As we touched on last month, the FDA is in the process of exploring new ways to make drugs for common conditions available on a wider basis, namely by approving drugs that would otherwise require a prescription for over-the-counter (OTC) distribution under certain conditions.  The agency is seeking input from consumers, pharmacists, members of the health care community, regulated industry, and insurers on the feasibility of the initiative, and what types of evidence would be needed to demonstrate that certain drugs could be used safely and effectively in an OTC setting.

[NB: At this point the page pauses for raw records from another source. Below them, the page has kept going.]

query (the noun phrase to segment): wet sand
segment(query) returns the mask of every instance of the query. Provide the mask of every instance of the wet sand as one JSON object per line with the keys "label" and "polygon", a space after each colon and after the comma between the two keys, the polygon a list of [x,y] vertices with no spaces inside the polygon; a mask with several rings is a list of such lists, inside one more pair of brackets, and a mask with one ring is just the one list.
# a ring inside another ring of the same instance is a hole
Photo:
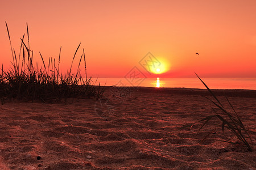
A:
{"label": "wet sand", "polygon": [[[226,95],[256,139],[255,91]],[[256,154],[222,139],[220,123],[191,125],[214,113],[187,88],[109,88],[100,100],[0,105],[1,169],[255,169]],[[200,141],[213,129],[203,143]],[[236,137],[226,131],[231,141]]]}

Some medical experts in the U.S. note the unwillingness of people to take certain medications as prescribed, which in turn has undermined effective treatment of conditions, including high blood pressure.  For instance, the FDA said that about a third of those with high blood pressure stop taking their medication, which can adversely affect their health.  The agency believes that if people with long-term conditions were given more choice over their treatments, adherence to medicines would increase.

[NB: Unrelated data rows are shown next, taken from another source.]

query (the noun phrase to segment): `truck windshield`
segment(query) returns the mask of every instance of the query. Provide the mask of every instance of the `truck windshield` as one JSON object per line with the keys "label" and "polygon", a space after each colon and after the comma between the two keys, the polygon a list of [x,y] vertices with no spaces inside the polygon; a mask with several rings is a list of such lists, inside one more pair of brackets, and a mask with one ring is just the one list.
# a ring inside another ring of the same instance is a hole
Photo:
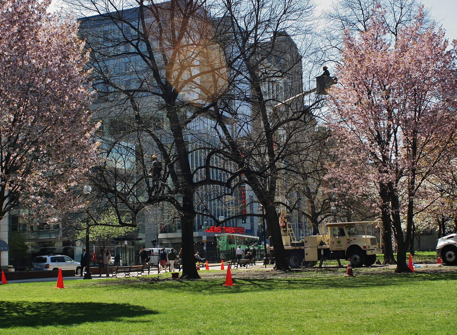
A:
{"label": "truck windshield", "polygon": [[357,228],[355,226],[350,226],[346,227],[346,231],[347,232],[348,235],[358,235],[359,232],[357,231]]}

OTC drugs are generally less potent than prescriptions drugs and treat short-term conditions like mild pain, the common cold and allergies.  However, making prescription drugs available as OTC creates some risks.  Patients taking more than one drug increase their risk of experiencing harmful side effects.  Currently patients on a multi-drug regimen may be overburdened.  According to a Consumer Healthcare Products Association (CHPA) survey, 92% of Americans believe that OTC medicines are safe and effective.  But deaths due to unintentional drug overdoses have increased roughly five-fold since 1990 and the risk of all adverse reactions, including serious and even life-threatening complications, goes up dramatically with the more drugs taken. 

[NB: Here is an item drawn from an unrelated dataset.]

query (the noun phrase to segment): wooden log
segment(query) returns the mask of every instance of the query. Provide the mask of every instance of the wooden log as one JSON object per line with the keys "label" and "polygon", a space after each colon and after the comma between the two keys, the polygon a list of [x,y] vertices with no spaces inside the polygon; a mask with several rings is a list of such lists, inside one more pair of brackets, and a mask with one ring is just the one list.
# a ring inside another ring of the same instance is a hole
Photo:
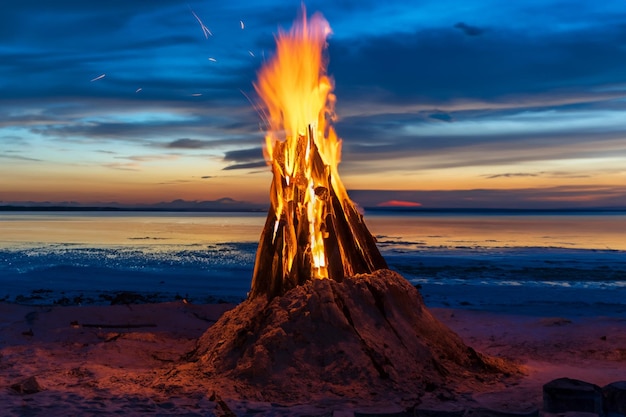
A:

Combining less potent OTC versions with other non-related OTC and prescription drugs means patients will need to understand complex aspects of their disease, or exactly when to take a drug to ensure safe use.  A typical OTC drug may cause easily recognized symptoms such as a headache or runny nose, and comes with only a factbox or pamphlet.  But taking cholesterol-lowering drugs called statins , for example, require knowledge about a person’s elevated or abnormal levels of fat in the blood, known as lipids.

Communication about adverse events – which are typically higher in prescription medicines – which would usually be spoken about with a doctor.  Thus, the concern that allowing patients to “self-prescribe” separates them from appropriate medical care.  A shift towards an OTC model would need to take this into consideration.  The FDA will also likely have to rework a number of its rules to accommodate an OTC paradigm.  Additionally, the agency has acknowledged that other issues are:

  • liability concerns;
  • disruption of work flow for often overburdened pharmacists; and
  • equipment costs, and questions about health insurance reimbursement.

 What will happen remains to be seen, but we can assure you it will be interesting to see how it unfolds.

Comments

  1. L. A. Schmitt says:

    One can’t help but wonder whether the insurance industry is advocating for this change. Changing commonly used prescription medications for serious health concerns to OTC likely transfers the financial burden for medications from insurance companies to the patient, creating a windfall for insurance companies, and a significantly increased financial obligation to patients.